Properly protecting those living in care homes and who use care services in their own homes would be a logistical challenge for any government. It would have required an immense amount of forethought and planning. News that nursing homes in the US and Australia are also facing terrible death tolls shows that it is not just the British government that has made mistakes. But the extraordinary efforts that went into building the Nightingale hospitals are a testament to what can be achieved when something is made a political priority. That level of energy has not been invested in protecting older and disabled people who rely on professional care services.
Even as some care workers have made huge sacrifices to keep the people they look after safe, including moving into care homes to protect older residents and their own children, they have had to struggle with completely inadequate levels of protective equipment. For weeks, care homes have struggled to access testing and people have been discharged from hospitals into care homes without being tested first. Managers report grappling with difficult decisions, with little guidance from the government: do they accept new residents who have been in hospital when they have not been tested, potentially putting other residents at risk; do they let relatives in to say goodbye to their loved ones; how do they prevent workers making a dozen home visits a day, who may be asymptomatic, spreading the virus to those who are most in danger from it, when there isn’t enough protective equipment or tests? And it can be almost impossible for care workers, who are invariably low paid and sometimes on insecure contracts, to speak out about unsafe conditions: five carers have reportedly lost their jobs in the past fortnight after speaking out about their concerns.
Without urgent action by the government, there is a risk that the care home death toll carries on growing long after the infection rate has dropped in the country at large.

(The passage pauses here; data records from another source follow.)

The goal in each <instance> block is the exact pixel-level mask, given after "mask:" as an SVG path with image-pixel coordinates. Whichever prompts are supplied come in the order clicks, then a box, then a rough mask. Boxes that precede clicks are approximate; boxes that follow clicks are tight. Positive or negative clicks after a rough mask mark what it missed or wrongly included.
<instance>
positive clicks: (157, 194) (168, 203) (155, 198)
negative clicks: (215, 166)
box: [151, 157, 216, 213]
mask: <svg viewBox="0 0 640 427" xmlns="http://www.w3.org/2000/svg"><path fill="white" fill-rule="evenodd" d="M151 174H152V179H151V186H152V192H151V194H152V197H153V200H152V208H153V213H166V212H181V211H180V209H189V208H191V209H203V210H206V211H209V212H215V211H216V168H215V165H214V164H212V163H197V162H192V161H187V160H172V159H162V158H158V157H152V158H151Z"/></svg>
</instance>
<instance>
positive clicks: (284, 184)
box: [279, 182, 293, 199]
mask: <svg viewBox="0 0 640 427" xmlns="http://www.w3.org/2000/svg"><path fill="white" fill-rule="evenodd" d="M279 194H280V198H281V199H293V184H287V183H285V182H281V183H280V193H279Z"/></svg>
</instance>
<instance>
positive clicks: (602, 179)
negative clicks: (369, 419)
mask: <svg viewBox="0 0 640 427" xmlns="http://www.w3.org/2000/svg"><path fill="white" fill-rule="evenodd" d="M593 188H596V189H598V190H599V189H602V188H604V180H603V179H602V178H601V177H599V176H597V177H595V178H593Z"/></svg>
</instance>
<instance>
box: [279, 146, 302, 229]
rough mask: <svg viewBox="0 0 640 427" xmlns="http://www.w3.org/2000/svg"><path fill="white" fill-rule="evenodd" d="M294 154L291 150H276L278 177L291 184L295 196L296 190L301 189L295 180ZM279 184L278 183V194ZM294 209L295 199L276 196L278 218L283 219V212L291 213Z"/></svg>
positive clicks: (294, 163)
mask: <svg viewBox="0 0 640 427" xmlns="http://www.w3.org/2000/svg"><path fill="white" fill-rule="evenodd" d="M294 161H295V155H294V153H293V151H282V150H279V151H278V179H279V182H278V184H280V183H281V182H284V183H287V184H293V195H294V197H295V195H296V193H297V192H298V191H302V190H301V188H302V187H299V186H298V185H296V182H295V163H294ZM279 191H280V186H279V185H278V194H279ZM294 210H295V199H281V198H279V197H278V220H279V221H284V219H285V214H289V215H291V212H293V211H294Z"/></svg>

The same level of emergency planning that was deployed in relation to the Nightingale hospitals now needs to be invested in averting further care home deaths. Extra emergency funding must be immediately directed towards the sector to help providers cope with extra costs, including agency staff and the cost of protective equipment.
Too many older people will have unnecessarily lost their lives as a result of this pandemic. It is a painful reminder of the ageism that runs through our society, the way in which the lives of those who need support to be able to live are assumed to count for a lot less. Funding for social care has declined in the past 10 years, even as demand for care has risen as a result of an ageing population. The result is that every day an estimated 1.5 million older people – one in seven over-65s – go without the help they need with tasks such as washing, dressing and eating. Meanwhile, too many care workers are not even paid the minimum wage for skilled work that can be emotionally and physically tough, but potentially so rewarding, and private equity finance has flooded into Britain’s largest care home chains, loading them up with unsustainable levels of debt as private financiers seek to extract significant returns from taxpayer-funded care.
So it is shocking, but hardly surprising, that our older mothers and fathers, aunts and uncles, grandparents and friends have been left vulnerable to the worst effects of this pandemic. It’s the inevitable product of living in a society that gets its approach to ageing so wrong, where those who rely on professional care are somehow seen as having a diminished right to a flourishing life. The tragedy unfolding in our care homes must surely be the wake-up call that we need to change that.